Saturday, September 26, 2020

Quote of the Day (Jack Germond, on the Outsized Importance of a Debate Gaffe)

“[A] single stumble may cost the election. Spend hundreds of millions; talk endlessly about issues; present 12-point plans for education, the economy, and the environment. But in the end, the election of our next president can turn on a gaffe.”—American political reporter and pundit Jack Germond (1928-2013), I Can’t Believe He Said That,” The Washingtonian, September 2007

Whatever justification Presidential debates may have had in the past, they possess precious little in 2020. The President has been in office for four years, with a record readily apparent, for better or worse. His opponent was a U.S. Senator or Vice-President for more than four decades. Voters have had plenty of time to know their positions and accomplishments by now, and if they don’t, shame on them.

Equally important, the type of gaffes that Germond examined in his essay were, in the grand scheme of things, trivial. Past brain-freeze responses to the fate of Communist-dominated Poland, a President’s invocation of a young daughter in discussing nuclear arms, or massive sighs and eye-rolls should have mattered little when it came to assessing who would lead our country.
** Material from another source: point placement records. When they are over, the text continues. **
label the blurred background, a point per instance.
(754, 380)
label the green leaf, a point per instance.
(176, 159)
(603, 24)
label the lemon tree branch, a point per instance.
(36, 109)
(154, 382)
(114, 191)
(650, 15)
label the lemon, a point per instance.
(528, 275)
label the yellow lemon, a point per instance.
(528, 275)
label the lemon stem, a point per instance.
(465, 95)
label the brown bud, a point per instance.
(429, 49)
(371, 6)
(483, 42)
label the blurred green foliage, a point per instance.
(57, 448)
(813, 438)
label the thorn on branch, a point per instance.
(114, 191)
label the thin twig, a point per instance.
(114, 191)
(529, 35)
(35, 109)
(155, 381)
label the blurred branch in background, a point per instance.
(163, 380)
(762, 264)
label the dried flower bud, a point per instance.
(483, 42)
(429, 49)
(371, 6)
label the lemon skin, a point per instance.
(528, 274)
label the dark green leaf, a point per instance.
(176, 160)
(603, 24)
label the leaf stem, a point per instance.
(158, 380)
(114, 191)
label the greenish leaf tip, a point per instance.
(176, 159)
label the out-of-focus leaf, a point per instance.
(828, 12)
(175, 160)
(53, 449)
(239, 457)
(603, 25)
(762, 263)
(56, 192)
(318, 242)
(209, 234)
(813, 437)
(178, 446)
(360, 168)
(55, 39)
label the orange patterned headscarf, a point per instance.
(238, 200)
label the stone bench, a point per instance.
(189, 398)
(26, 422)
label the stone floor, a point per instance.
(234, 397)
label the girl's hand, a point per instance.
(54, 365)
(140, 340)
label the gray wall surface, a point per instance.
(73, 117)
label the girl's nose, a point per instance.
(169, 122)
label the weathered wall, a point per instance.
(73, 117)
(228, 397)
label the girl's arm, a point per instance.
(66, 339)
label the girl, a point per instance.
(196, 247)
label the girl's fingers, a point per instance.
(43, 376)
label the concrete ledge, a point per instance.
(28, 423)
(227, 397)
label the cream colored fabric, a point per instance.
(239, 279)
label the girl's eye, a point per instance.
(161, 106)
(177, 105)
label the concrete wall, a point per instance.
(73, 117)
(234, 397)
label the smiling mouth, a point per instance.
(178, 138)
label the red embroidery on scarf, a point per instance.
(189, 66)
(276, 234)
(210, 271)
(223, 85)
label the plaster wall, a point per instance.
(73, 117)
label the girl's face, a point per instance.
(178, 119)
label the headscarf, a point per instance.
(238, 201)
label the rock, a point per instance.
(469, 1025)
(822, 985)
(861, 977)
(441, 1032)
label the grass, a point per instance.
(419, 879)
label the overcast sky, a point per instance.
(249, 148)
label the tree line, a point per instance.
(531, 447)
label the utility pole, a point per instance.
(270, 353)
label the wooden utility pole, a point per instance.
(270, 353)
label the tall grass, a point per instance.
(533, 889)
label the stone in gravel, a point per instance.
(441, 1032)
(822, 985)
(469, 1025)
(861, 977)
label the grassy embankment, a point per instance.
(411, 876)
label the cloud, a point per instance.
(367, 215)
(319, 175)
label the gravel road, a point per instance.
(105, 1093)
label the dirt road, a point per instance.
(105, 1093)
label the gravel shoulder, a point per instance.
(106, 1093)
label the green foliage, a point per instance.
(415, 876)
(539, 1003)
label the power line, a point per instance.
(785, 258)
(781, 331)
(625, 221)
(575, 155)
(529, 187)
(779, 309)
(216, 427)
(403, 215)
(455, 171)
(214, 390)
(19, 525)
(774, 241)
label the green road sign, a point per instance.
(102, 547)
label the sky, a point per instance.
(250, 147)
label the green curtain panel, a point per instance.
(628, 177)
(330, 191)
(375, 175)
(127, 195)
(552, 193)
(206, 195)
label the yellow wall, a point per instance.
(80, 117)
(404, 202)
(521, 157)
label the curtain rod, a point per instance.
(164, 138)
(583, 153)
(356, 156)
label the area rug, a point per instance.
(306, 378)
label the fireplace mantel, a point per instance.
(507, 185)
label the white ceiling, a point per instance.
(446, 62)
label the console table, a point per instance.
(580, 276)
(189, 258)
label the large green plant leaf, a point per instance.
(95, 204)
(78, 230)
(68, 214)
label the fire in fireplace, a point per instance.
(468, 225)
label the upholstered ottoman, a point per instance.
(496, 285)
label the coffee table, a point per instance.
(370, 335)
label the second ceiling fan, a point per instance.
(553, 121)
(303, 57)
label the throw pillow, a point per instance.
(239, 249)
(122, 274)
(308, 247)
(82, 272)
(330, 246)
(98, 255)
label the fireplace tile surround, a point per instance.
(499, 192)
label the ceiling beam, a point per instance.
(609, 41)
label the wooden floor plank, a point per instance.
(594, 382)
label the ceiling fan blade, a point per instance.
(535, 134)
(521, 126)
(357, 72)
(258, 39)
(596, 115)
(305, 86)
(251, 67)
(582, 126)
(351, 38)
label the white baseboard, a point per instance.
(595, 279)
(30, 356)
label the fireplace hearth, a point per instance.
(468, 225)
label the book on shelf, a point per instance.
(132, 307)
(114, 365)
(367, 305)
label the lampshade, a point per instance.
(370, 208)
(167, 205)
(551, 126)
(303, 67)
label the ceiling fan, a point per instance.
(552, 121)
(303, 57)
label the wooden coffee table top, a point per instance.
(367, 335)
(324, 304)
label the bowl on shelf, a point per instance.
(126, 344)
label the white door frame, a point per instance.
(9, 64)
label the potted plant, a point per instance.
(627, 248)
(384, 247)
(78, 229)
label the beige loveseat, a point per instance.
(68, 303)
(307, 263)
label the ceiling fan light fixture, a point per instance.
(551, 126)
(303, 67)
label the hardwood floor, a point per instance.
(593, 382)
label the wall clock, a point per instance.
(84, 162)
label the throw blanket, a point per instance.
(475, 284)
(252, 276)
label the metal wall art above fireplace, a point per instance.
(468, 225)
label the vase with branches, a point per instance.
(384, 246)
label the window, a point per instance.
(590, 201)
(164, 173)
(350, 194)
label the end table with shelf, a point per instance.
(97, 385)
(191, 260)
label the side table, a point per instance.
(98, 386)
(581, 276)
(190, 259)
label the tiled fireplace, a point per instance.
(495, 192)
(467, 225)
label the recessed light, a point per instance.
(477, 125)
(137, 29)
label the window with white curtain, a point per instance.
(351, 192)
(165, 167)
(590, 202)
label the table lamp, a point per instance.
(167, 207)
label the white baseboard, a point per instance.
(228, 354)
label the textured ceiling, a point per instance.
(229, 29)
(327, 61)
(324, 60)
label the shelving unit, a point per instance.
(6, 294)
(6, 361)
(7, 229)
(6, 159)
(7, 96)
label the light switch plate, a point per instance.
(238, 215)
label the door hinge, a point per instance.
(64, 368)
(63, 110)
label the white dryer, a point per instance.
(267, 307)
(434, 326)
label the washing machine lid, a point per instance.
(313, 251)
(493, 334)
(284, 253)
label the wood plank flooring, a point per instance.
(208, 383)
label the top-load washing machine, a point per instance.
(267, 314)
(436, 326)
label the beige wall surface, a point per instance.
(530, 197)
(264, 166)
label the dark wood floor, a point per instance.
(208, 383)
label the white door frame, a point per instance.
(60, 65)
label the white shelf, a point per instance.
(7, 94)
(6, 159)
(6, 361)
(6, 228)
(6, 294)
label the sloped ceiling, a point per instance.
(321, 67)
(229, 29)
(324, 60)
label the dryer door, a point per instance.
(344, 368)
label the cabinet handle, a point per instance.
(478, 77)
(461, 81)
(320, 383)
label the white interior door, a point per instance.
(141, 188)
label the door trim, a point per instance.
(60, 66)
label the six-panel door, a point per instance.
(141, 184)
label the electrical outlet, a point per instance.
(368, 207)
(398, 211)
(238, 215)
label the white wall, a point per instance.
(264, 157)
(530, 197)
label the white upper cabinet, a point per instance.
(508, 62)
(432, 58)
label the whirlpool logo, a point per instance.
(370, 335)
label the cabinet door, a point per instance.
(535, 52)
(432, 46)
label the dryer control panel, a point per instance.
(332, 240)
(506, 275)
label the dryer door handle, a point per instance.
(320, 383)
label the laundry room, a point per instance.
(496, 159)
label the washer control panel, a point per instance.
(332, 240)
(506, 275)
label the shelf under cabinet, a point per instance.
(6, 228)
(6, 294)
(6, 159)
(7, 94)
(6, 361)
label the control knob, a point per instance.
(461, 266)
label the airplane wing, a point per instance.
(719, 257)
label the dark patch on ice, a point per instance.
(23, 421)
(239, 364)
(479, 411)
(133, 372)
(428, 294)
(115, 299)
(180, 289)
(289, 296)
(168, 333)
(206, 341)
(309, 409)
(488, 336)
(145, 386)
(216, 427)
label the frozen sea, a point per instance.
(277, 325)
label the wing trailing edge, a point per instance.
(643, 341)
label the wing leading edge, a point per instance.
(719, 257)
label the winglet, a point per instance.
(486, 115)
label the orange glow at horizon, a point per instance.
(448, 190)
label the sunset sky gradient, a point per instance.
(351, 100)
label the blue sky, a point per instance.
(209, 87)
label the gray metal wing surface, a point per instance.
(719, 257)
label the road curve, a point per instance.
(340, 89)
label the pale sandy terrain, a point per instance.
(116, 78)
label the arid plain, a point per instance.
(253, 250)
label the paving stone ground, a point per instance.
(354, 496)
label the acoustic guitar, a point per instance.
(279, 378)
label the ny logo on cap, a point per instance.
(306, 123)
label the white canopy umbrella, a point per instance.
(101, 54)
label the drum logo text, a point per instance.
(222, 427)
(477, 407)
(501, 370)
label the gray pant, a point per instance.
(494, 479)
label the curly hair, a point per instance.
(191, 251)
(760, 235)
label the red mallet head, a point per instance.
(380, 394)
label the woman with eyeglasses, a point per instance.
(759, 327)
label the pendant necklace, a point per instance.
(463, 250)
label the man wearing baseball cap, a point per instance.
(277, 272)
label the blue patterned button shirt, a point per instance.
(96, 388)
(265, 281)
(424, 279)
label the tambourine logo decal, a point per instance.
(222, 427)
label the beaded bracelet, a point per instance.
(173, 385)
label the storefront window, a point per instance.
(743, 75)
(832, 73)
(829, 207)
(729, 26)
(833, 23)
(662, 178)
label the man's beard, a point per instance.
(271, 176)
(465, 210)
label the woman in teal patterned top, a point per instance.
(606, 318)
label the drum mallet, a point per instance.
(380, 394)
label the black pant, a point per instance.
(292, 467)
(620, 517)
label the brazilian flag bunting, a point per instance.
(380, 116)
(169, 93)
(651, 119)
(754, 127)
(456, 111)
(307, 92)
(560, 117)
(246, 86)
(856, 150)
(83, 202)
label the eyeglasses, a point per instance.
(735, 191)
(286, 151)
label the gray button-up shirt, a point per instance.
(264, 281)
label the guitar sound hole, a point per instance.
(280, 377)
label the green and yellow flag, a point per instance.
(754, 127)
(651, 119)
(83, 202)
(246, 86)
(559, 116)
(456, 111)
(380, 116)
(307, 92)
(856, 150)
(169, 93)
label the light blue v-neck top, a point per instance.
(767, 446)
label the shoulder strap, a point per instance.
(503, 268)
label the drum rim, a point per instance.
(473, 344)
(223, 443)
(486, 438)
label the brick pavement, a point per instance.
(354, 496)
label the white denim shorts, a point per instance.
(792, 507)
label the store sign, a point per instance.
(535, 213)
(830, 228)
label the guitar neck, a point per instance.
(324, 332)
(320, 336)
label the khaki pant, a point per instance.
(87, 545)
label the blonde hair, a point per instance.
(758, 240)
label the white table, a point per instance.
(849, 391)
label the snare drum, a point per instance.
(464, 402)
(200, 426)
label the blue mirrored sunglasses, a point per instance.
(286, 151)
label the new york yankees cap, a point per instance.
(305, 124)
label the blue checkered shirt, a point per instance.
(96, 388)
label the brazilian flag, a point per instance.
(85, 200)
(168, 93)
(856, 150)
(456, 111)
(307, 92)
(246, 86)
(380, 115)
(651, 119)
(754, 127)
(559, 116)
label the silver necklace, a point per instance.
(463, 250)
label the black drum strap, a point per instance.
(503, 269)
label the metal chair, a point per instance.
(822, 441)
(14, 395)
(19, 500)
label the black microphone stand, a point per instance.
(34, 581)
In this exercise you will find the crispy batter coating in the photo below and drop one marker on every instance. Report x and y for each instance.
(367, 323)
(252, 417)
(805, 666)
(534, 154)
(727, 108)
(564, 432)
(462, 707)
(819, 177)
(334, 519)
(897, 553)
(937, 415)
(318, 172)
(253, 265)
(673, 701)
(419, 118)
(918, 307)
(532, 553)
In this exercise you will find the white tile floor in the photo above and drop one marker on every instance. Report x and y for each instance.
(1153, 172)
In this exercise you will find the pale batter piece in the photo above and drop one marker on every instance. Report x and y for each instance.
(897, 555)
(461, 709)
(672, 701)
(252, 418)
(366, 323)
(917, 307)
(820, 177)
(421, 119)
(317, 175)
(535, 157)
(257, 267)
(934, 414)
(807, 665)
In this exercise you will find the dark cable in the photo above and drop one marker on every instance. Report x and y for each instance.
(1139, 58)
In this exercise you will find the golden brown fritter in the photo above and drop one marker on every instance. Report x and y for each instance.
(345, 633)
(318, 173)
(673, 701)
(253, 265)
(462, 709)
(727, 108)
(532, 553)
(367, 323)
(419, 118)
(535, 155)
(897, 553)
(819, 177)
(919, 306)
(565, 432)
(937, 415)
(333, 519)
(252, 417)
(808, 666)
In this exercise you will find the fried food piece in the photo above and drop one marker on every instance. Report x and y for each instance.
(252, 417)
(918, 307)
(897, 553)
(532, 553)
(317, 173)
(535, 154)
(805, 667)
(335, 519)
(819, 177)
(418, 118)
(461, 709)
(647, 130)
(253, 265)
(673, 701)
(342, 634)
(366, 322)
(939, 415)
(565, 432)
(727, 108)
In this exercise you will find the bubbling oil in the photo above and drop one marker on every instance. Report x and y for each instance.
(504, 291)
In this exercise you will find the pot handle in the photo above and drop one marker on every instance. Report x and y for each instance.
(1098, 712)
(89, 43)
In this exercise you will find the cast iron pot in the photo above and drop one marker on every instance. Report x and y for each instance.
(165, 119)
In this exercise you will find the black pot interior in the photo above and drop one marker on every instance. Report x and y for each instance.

Moreover, candidates’ opportunities to avoid answering questions and introduce their own factual distortions with inadequate chance for rebuttal are likely to rise markedly with the first debate this Tuesday and continuing into the final two. One candidate has a habit of exaggeration that he finds difficult to resist. The other purveys staggering falsehoods with virtually every breath he takes. Some reporters will not be inclined to note these, while others will simply throw their hands up at the unending task this involves.

Presidential debates offer the kind of theater that ratings-hungry news organizations crave, but this year especially, it threatens to degenerate into the worst combination of reality show and carnival act. It is time for the media to rethink their commitment to it.

(Two generations have passed since the event captured in the attached image, so, for any younger readers, this picture shows incumbent President Jimmy Carter and challenger Ronald Reagan in one of their 1980 debates.)